La voce del morto che si fa sentire nella testa di Mac a quale entità corrisponde? Chi è questo «morto»?
Credo che ci intenderemo se le dico che la voce del morto somiglia a quella del padre di Amleto. È una specie di «energia dell’assenza», un concetto che faccio comparire soprattutto in Esta bruma insensata, il romanzo che ho appena pubblicato in Spagna.
I diversi racconti in cui si articola il libro di Sánchez, che Mac immagina di riscrivere, hanno una qualche radice nelle sue letture o sono del tutto inventati?
Tutti quei racconti vengono dalle mie letture: sono ricordati e, perciò, un po’ modificati dal fatto stesso di essere ricordi. Perché nel ricordare siamo soliti inventare abbastanza, giusto?

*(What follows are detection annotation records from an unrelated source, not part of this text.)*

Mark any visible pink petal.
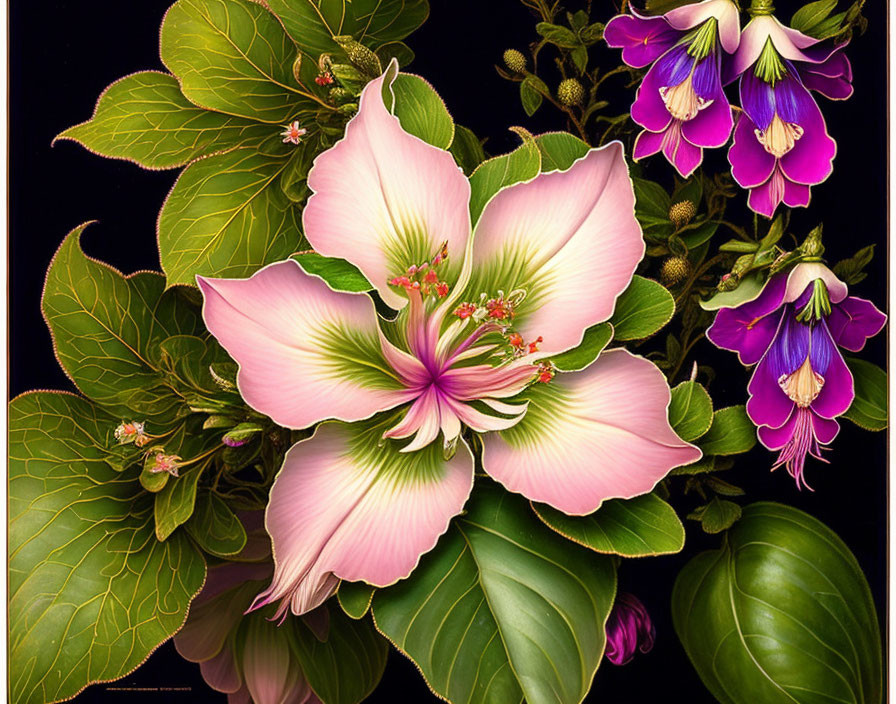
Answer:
[302,71,470,308]
[663,0,740,54]
[256,423,473,615]
[482,349,702,515]
[197,260,408,428]
[784,262,849,303]
[466,142,644,356]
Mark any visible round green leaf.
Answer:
[373,484,616,704]
[534,494,684,557]
[610,274,675,341]
[669,381,712,442]
[672,502,882,704]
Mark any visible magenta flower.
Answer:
[706,263,887,486]
[604,0,740,178]
[728,15,852,217]
[199,63,700,615]
[604,592,656,665]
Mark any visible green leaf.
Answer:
[292,252,373,293]
[844,357,888,430]
[56,71,284,169]
[688,496,743,534]
[383,73,454,149]
[292,602,389,704]
[520,73,551,117]
[672,502,882,704]
[159,148,302,286]
[790,0,837,34]
[610,275,675,340]
[535,132,590,173]
[449,125,486,176]
[336,580,376,619]
[470,139,541,224]
[551,323,613,372]
[41,224,202,420]
[186,491,246,557]
[697,406,756,455]
[700,271,765,311]
[669,381,712,442]
[9,391,205,704]
[535,22,582,49]
[533,494,684,557]
[373,484,615,704]
[161,0,316,126]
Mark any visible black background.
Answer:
[9,0,887,704]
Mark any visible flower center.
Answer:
[754,113,803,159]
[778,357,824,408]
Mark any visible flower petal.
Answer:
[482,349,701,515]
[197,260,408,428]
[254,420,473,616]
[302,65,470,308]
[467,142,644,356]
[827,296,887,352]
[706,274,787,366]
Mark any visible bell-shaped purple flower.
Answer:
[706,262,887,488]
[604,0,740,177]
[604,592,656,665]
[726,15,852,217]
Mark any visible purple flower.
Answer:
[604,592,656,665]
[706,262,887,488]
[604,0,740,177]
[726,15,852,217]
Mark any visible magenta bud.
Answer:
[605,592,656,665]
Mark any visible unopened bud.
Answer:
[669,200,697,227]
[557,78,585,105]
[504,49,526,73]
[660,257,691,286]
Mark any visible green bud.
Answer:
[557,78,585,105]
[504,49,526,73]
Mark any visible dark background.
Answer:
[8,0,887,704]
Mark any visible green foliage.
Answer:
[534,494,684,557]
[551,323,613,372]
[373,484,616,704]
[672,502,882,704]
[844,357,888,430]
[159,149,303,286]
[42,225,202,425]
[697,406,756,455]
[9,392,205,704]
[610,275,675,341]
[669,381,713,442]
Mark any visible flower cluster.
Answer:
[604,0,852,217]
[706,261,887,487]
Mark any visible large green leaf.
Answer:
[161,0,326,126]
[42,225,202,420]
[9,391,205,704]
[56,71,285,169]
[294,601,389,704]
[672,502,882,704]
[610,275,675,340]
[535,494,684,557]
[844,357,888,430]
[373,484,616,704]
[159,149,302,286]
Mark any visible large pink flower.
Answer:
[199,63,700,614]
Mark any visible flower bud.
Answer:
[604,592,656,665]
[504,49,526,73]
[660,257,691,286]
[669,200,697,227]
[557,78,585,105]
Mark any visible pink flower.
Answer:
[198,63,700,615]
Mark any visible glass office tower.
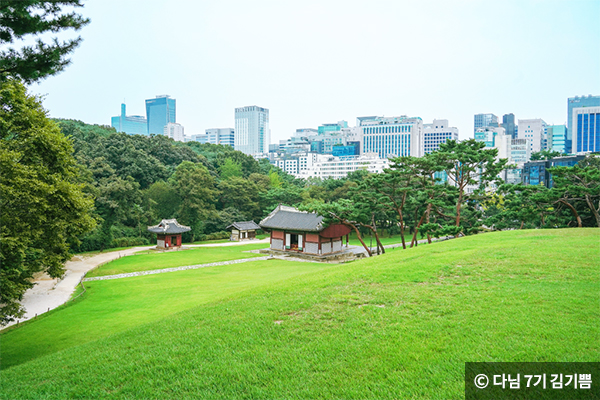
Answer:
[146,95,177,135]
[234,106,271,155]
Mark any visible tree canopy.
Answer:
[0,79,95,324]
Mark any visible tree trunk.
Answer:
[559,200,582,228]
[410,206,429,248]
[585,194,600,228]
[346,224,373,257]
[456,184,464,227]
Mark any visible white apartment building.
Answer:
[163,122,185,142]
[297,153,389,179]
[234,106,271,156]
[357,115,423,158]
[419,119,458,155]
[517,118,548,153]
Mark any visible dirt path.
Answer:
[2,238,269,328]
[6,247,148,326]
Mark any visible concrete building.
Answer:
[110,104,148,135]
[297,153,389,179]
[518,118,548,153]
[473,114,498,132]
[546,125,568,154]
[317,121,348,135]
[206,128,235,147]
[357,115,423,158]
[475,126,504,147]
[502,113,519,139]
[567,94,600,153]
[234,106,271,156]
[163,122,185,142]
[419,119,458,155]
[146,95,177,135]
[522,156,585,188]
[572,106,600,154]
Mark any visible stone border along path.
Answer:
[81,256,322,282]
[82,256,271,282]
[0,238,269,330]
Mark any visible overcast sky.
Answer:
[31,0,600,143]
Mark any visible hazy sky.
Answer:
[31,0,600,143]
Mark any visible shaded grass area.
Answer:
[344,232,412,248]
[0,229,600,399]
[0,260,330,369]
[183,233,269,246]
[87,243,268,277]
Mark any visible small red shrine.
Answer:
[148,219,192,249]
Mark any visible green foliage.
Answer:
[170,161,218,242]
[0,0,89,83]
[0,229,600,400]
[548,156,600,228]
[218,177,262,220]
[219,158,242,179]
[0,79,94,324]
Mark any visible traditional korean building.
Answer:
[227,221,260,242]
[259,205,350,255]
[148,219,192,249]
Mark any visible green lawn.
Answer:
[344,232,423,248]
[87,243,269,277]
[0,229,600,399]
[188,233,269,246]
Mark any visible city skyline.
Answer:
[30,1,600,143]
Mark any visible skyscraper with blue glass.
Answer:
[566,95,600,153]
[572,106,600,154]
[146,95,177,135]
[473,114,498,132]
[110,104,148,135]
[234,106,271,155]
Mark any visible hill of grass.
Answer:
[0,229,600,399]
[87,243,269,277]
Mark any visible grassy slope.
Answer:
[87,243,268,277]
[0,229,600,399]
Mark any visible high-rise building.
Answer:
[546,125,567,154]
[567,94,600,153]
[502,113,518,139]
[518,118,548,153]
[163,122,185,142]
[475,126,504,147]
[473,114,498,132]
[235,106,271,155]
[206,128,235,147]
[146,95,177,135]
[110,104,148,135]
[419,119,458,155]
[357,115,423,158]
[318,121,348,134]
[573,106,600,154]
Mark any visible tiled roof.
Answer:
[260,204,324,232]
[225,221,260,231]
[148,219,192,234]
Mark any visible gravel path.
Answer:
[83,256,270,282]
[0,238,269,329]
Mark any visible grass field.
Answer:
[87,243,269,277]
[0,229,600,399]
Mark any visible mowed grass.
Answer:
[0,257,331,369]
[87,243,269,277]
[0,229,600,399]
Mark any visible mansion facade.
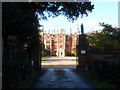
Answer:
[40,29,80,57]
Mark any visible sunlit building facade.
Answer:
[41,29,80,57]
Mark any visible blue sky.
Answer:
[40,0,118,33]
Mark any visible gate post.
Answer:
[77,24,88,70]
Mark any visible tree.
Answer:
[88,23,120,49]
[2,2,94,88]
[71,49,77,56]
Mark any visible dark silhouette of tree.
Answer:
[2,2,94,88]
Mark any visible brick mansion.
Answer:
[40,29,80,57]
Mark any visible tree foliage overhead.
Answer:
[2,2,94,44]
[24,2,94,21]
[88,23,120,49]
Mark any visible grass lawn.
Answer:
[78,70,115,88]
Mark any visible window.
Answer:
[55,46,57,49]
[46,41,50,43]
[47,36,50,39]
[60,41,62,43]
[60,36,63,39]
[66,46,69,49]
[74,46,76,48]
[74,41,77,44]
[66,41,69,44]
[74,36,77,40]
[46,46,50,49]
[55,41,57,43]
[55,36,57,39]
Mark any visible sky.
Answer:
[40,0,118,33]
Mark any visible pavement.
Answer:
[30,59,94,89]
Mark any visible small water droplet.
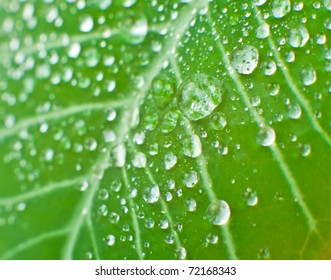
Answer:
[301,65,317,86]
[288,25,309,48]
[151,76,175,108]
[244,188,259,206]
[207,200,231,226]
[178,74,225,121]
[182,171,199,188]
[163,152,177,170]
[261,59,277,76]
[271,0,291,18]
[79,15,94,32]
[209,112,227,131]
[132,152,147,168]
[256,22,270,39]
[143,185,160,203]
[160,111,179,134]
[175,247,187,260]
[106,234,116,246]
[231,45,259,75]
[181,134,202,158]
[257,126,276,147]
[287,103,301,120]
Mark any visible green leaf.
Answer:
[0,0,331,259]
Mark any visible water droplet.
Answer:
[151,76,175,108]
[301,144,311,157]
[110,179,122,192]
[231,45,259,75]
[106,234,116,246]
[117,10,148,45]
[250,96,261,107]
[79,16,94,32]
[301,66,317,86]
[271,0,291,18]
[178,74,225,121]
[287,103,301,120]
[143,185,160,203]
[109,212,120,224]
[207,200,231,226]
[132,152,147,168]
[288,25,309,48]
[160,111,179,134]
[323,0,331,11]
[185,199,197,212]
[209,112,227,131]
[257,126,276,147]
[182,171,199,188]
[68,42,81,58]
[181,134,202,158]
[98,188,109,200]
[261,59,277,76]
[266,83,280,96]
[256,22,270,39]
[175,247,187,260]
[163,152,177,170]
[244,188,259,206]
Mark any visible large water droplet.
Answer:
[178,74,225,121]
[207,200,231,226]
[288,25,309,48]
[231,45,259,75]
[271,0,291,18]
[257,126,276,147]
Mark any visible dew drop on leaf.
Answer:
[287,103,301,120]
[182,171,199,188]
[116,10,148,45]
[207,200,231,226]
[209,112,227,131]
[244,188,259,206]
[256,22,270,39]
[288,25,309,48]
[301,66,317,86]
[231,45,259,75]
[261,59,277,76]
[163,152,177,170]
[271,0,291,18]
[132,152,147,168]
[178,74,225,121]
[79,15,94,32]
[151,76,175,108]
[106,234,116,246]
[143,185,160,203]
[160,111,179,134]
[257,126,276,147]
[175,247,187,260]
[181,134,202,158]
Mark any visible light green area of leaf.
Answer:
[0,0,331,259]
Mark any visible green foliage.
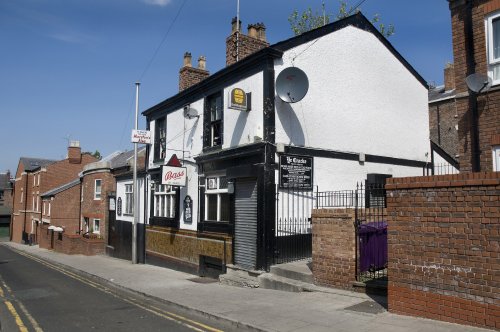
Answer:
[288,0,395,37]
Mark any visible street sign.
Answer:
[132,129,151,144]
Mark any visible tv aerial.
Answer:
[465,73,493,93]
[276,67,309,103]
[183,105,200,120]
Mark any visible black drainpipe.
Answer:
[464,0,481,172]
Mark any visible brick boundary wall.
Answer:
[386,172,500,329]
[312,209,356,289]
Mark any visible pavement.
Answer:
[0,242,491,332]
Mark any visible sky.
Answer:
[0,0,453,173]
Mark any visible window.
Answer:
[94,179,102,199]
[205,177,230,221]
[125,184,134,215]
[486,12,500,83]
[154,118,167,160]
[154,184,177,218]
[203,93,224,147]
[92,219,101,234]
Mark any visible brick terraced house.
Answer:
[11,141,97,244]
[429,0,500,172]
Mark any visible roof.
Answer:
[40,178,80,197]
[142,12,428,116]
[0,173,12,190]
[429,85,456,103]
[19,157,57,172]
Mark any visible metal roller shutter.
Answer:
[234,180,257,269]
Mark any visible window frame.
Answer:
[203,175,231,223]
[485,11,500,84]
[153,117,167,162]
[94,179,102,200]
[92,218,101,234]
[203,91,224,148]
[123,183,134,216]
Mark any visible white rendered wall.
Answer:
[275,27,429,161]
[115,178,149,224]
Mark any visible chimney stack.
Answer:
[444,62,456,91]
[226,17,269,66]
[179,52,210,91]
[68,141,82,164]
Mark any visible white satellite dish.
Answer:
[184,105,200,119]
[276,67,309,103]
[465,73,493,93]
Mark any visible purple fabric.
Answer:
[358,221,387,272]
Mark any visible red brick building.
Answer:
[11,142,97,243]
[429,0,500,172]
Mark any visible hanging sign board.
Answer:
[132,129,151,144]
[279,154,313,190]
[161,165,187,187]
[229,88,249,111]
[184,195,193,224]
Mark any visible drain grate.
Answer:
[345,301,386,314]
[188,277,219,284]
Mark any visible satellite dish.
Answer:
[465,73,493,93]
[276,67,309,103]
[184,105,200,119]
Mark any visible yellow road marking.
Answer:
[10,248,223,332]
[0,287,28,332]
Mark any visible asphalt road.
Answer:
[0,243,235,331]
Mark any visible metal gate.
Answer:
[273,187,315,264]
[234,179,257,269]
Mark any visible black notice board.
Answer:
[279,154,314,190]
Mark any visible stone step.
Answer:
[270,261,314,284]
[257,273,315,292]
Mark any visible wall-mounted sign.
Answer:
[279,154,313,190]
[161,166,187,187]
[116,197,122,216]
[132,129,151,144]
[229,88,250,111]
[184,195,193,224]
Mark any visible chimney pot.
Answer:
[183,52,193,67]
[444,63,456,91]
[231,17,241,33]
[198,55,207,70]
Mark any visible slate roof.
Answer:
[20,157,57,171]
[40,178,80,197]
[429,85,456,103]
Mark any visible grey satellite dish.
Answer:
[465,73,493,93]
[276,67,309,103]
[184,105,200,119]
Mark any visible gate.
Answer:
[316,182,387,282]
[273,186,315,264]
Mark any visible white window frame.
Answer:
[491,145,500,172]
[123,183,134,216]
[92,218,101,234]
[204,175,229,222]
[94,179,102,200]
[485,12,500,84]
[153,183,177,218]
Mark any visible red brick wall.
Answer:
[81,171,116,239]
[450,0,500,172]
[312,209,356,289]
[386,172,500,329]
[46,184,80,234]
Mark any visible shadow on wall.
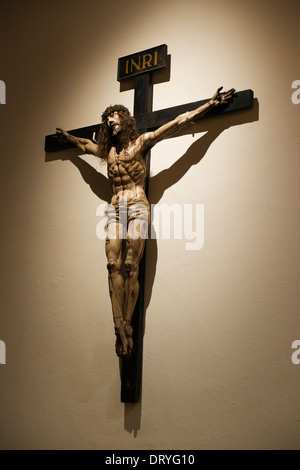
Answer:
[45,99,259,436]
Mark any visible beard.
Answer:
[111,124,122,137]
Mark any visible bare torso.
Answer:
[107,136,147,205]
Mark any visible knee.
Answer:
[107,259,120,274]
[125,258,139,276]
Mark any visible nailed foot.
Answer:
[115,320,133,359]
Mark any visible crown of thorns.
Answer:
[102,104,130,122]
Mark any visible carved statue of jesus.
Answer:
[56,87,235,358]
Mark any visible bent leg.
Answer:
[124,219,145,354]
[105,224,128,357]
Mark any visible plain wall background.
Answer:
[0,0,300,449]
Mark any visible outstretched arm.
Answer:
[56,127,98,155]
[144,87,235,147]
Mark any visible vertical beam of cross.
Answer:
[121,72,153,403]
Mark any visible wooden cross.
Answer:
[45,44,253,403]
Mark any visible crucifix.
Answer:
[45,44,253,403]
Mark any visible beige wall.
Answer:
[0,0,300,449]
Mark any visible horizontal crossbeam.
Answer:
[45,90,253,152]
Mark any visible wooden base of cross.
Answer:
[45,46,253,403]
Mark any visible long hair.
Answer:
[97,105,139,160]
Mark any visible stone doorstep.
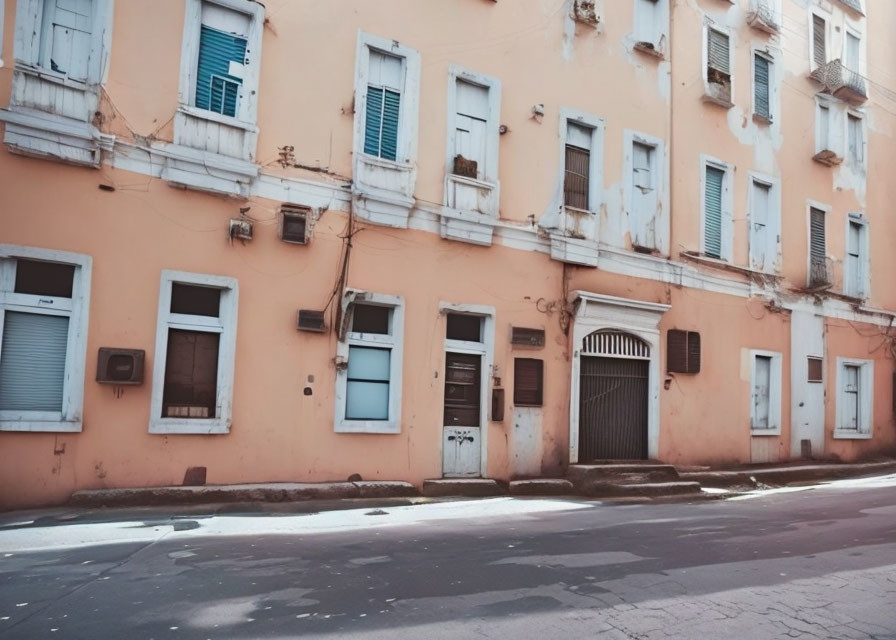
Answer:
[69,481,420,507]
[510,478,575,496]
[423,478,505,498]
[679,461,896,487]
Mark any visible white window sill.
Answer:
[834,429,871,440]
[0,420,81,433]
[149,418,230,435]
[177,104,258,133]
[333,420,401,434]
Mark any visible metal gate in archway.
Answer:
[579,331,650,462]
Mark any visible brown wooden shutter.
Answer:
[513,358,544,407]
[563,144,591,209]
[666,329,700,373]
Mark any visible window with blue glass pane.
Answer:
[345,346,392,420]
[196,25,246,117]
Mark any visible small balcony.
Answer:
[809,58,868,104]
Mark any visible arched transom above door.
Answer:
[582,330,650,360]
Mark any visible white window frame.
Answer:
[843,212,871,299]
[834,357,874,440]
[0,244,93,433]
[700,18,736,109]
[750,349,783,436]
[560,107,606,213]
[806,200,833,286]
[622,129,669,255]
[807,5,833,71]
[352,30,420,167]
[747,171,781,273]
[439,302,495,478]
[175,0,264,130]
[750,45,780,125]
[445,64,501,196]
[700,154,734,262]
[333,289,404,434]
[149,269,239,434]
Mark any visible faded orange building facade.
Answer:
[0,0,896,506]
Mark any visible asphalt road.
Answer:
[0,476,896,640]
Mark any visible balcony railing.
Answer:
[811,58,868,104]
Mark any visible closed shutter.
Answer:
[812,14,828,67]
[196,25,247,117]
[753,55,772,120]
[703,166,725,258]
[345,346,392,420]
[707,29,731,76]
[0,311,69,411]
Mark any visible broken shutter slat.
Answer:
[753,55,771,120]
[703,166,725,258]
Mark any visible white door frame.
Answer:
[569,291,670,464]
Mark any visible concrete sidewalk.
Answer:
[61,460,896,508]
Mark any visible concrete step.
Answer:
[566,463,679,488]
[580,482,700,498]
[423,478,505,498]
[510,478,575,496]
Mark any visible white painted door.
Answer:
[750,182,771,271]
[752,356,772,429]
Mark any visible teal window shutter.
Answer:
[196,25,246,117]
[753,55,772,120]
[364,86,401,160]
[703,166,725,258]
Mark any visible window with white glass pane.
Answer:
[0,246,90,431]
[335,294,402,433]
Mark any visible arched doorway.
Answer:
[578,330,650,462]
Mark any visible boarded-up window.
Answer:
[563,122,592,209]
[812,13,828,67]
[753,53,772,120]
[162,329,220,418]
[806,356,824,382]
[666,329,700,373]
[513,358,544,407]
[364,50,404,160]
[703,165,725,258]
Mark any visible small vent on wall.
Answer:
[96,347,146,385]
[296,309,327,333]
[510,327,544,347]
[280,204,311,244]
[666,329,700,373]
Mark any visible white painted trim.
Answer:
[747,171,781,273]
[569,291,671,464]
[750,349,783,436]
[333,288,404,434]
[149,269,239,434]
[622,129,669,256]
[0,244,93,432]
[439,302,496,478]
[834,357,874,440]
[700,153,734,262]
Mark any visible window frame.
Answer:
[559,107,606,213]
[0,244,93,433]
[178,0,265,129]
[750,349,783,436]
[333,288,404,434]
[149,269,239,435]
[833,357,874,440]
[352,29,420,167]
[700,154,734,262]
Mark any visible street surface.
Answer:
[0,476,896,640]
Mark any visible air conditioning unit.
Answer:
[296,309,327,333]
[96,347,146,385]
[280,204,311,244]
[230,218,252,240]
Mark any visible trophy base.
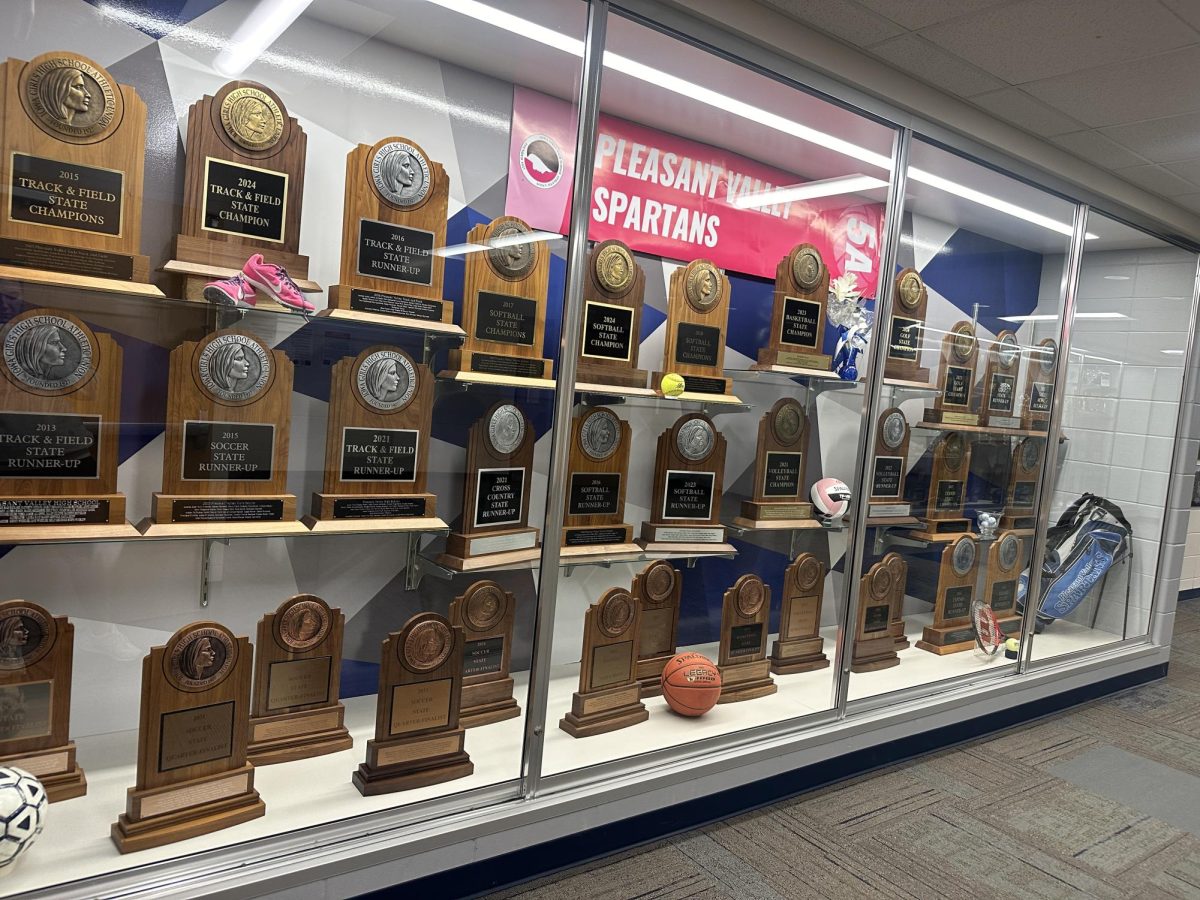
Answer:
[742,500,812,522]
[924,409,979,425]
[112,763,266,853]
[317,284,453,335]
[850,634,900,672]
[768,636,829,674]
[246,703,354,766]
[575,362,649,390]
[917,622,974,656]
[650,372,740,402]
[634,653,674,697]
[558,682,650,738]
[145,493,308,536]
[751,347,833,374]
[311,492,438,522]
[716,659,779,703]
[638,522,725,550]
[0,740,88,803]
[438,528,541,572]
[458,676,521,728]
[350,728,475,797]
[449,349,554,382]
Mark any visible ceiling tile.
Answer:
[920,0,1198,84]
[1114,166,1195,196]
[1021,44,1200,128]
[1100,113,1200,162]
[1163,158,1200,190]
[1050,131,1146,169]
[971,88,1084,137]
[871,34,1004,97]
[762,0,904,47]
[859,0,1007,31]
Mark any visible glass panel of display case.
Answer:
[530,10,894,775]
[0,0,587,895]
[1032,211,1196,660]
[848,138,1075,701]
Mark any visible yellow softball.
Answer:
[659,372,684,397]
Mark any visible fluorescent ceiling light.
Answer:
[733,175,888,209]
[426,0,1099,240]
[212,0,312,78]
[433,232,563,257]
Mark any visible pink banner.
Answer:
[505,88,883,296]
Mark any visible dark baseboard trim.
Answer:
[362,662,1166,900]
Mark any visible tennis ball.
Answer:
[659,372,684,397]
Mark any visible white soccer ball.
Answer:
[0,766,50,874]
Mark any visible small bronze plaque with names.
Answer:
[388,678,452,736]
[266,656,331,709]
[158,701,235,772]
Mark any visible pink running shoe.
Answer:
[241,253,317,312]
[204,272,254,310]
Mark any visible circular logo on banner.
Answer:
[0,602,58,670]
[354,350,416,412]
[278,595,332,650]
[487,403,524,456]
[371,140,430,209]
[22,54,121,143]
[4,313,94,391]
[221,88,283,150]
[520,134,564,190]
[197,331,271,403]
[164,625,238,691]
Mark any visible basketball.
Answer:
[659,372,684,397]
[662,653,721,715]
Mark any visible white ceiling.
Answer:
[760,0,1200,212]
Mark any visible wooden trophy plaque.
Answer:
[575,240,647,388]
[0,310,137,541]
[450,216,554,388]
[563,407,638,557]
[983,532,1028,635]
[716,575,779,703]
[737,397,812,528]
[920,431,971,536]
[883,269,929,385]
[979,329,1021,428]
[139,330,307,534]
[0,50,162,296]
[642,413,725,546]
[770,553,829,674]
[755,244,832,372]
[1000,437,1046,532]
[558,588,650,738]
[353,612,475,797]
[880,552,910,650]
[917,535,979,656]
[652,259,736,400]
[305,344,445,532]
[925,320,979,425]
[868,407,912,518]
[438,402,538,571]
[450,581,521,728]
[318,137,448,332]
[1021,337,1058,431]
[634,559,683,697]
[0,600,88,803]
[112,622,266,853]
[174,80,319,300]
[850,559,900,672]
[246,594,354,766]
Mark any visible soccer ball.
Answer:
[0,766,50,872]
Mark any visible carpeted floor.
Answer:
[491,601,1200,900]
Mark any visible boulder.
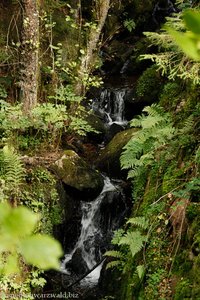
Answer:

Lei ha senminato nel romanzo chiuse di frasi, o passaggi, che istituiscono dei salti logici, in cui Mac passa bruscamente da un argomento all’altro: è per mimare le libere associazioni del pensiero?
È per dare a quei passaggi un tono marcatamente umoristico: sin dal primo momento l’autore ride del povero Mac, a volte è crudele e lo trasforma in un ridicolo amateur della scrittura.
In fondo, il problema di Walter, ossia come trovare una sua voce di romanziere, è uno dei problemi principali di tutti gli scrittori. Lei crede avere cambiato voce nel corso della sua evoluzione di romanziere?
L’acerbo romanzo scritto dal vicino di Mac trent’anni prima, Un problema per Walter, è in realtà un libro intitolato Una casa per sempre, che ho pubblicato nel 1988 a Barcellona e del quale, al momento di scrivere questo mio ultimo romanzo ho mantenuto solo la trama di «biografia obliqua», opera di un ventriloquo. Nel riscrivere quel mio vecchio romanzo, ho raddoppiato il numero di racconti che conteneva, e in questo modo la struttura si è ampliata ed è visibilmente migliorata. Il risultato è che ora risalta la formidabile archiettura struttura del romanzo, una struttura quasi onirica. Lo stesso è successo alla mia opera che, con il passare del tempo, è diventata più complessa: una vera benedizione, perché se quello che scrivo adesso fosse identico a quello che scrivevo trent’anni fa, sarei semplicemente un mostro. E lo sono, un mostro, ma non a causa della mia scrittura, ma per il mio spietato – nei confronti di me stesso – senso dell’umorismo.
Anche questo romanzo, come già «Kassel non invita alla logica» è una sorta di variazione su un viaggio ai confini dell’immaginazione. Il suo interesse per le arti visive contemporanee, dunque forme di arte che presuppongono l’emancipazione dal bello, è sempre stato molto forte. Ci vede una parentela con il genere di romanzo che la interessa?
Un viaggio ai confini dell’immaginazione? Senza dubbio: una esplorazione dell’abisso, in cui includo il sospetto che le arti visuali siano il luogo nel quale è confluita l’eredità degli scrittori modernisti, Joyce e compagnia. Il fatto che l’arte non si proponga più di fabbricare nulla, ma solo di generare situazioni e contesto, mi sembra dare luogo a un territorio davvero molto fertile. Il mondo editoriale vive troppo prigioniero della logica del mercato, mentre quello artistico è molto più flessibile, inquieto e pieno di lampi all’orizzonte.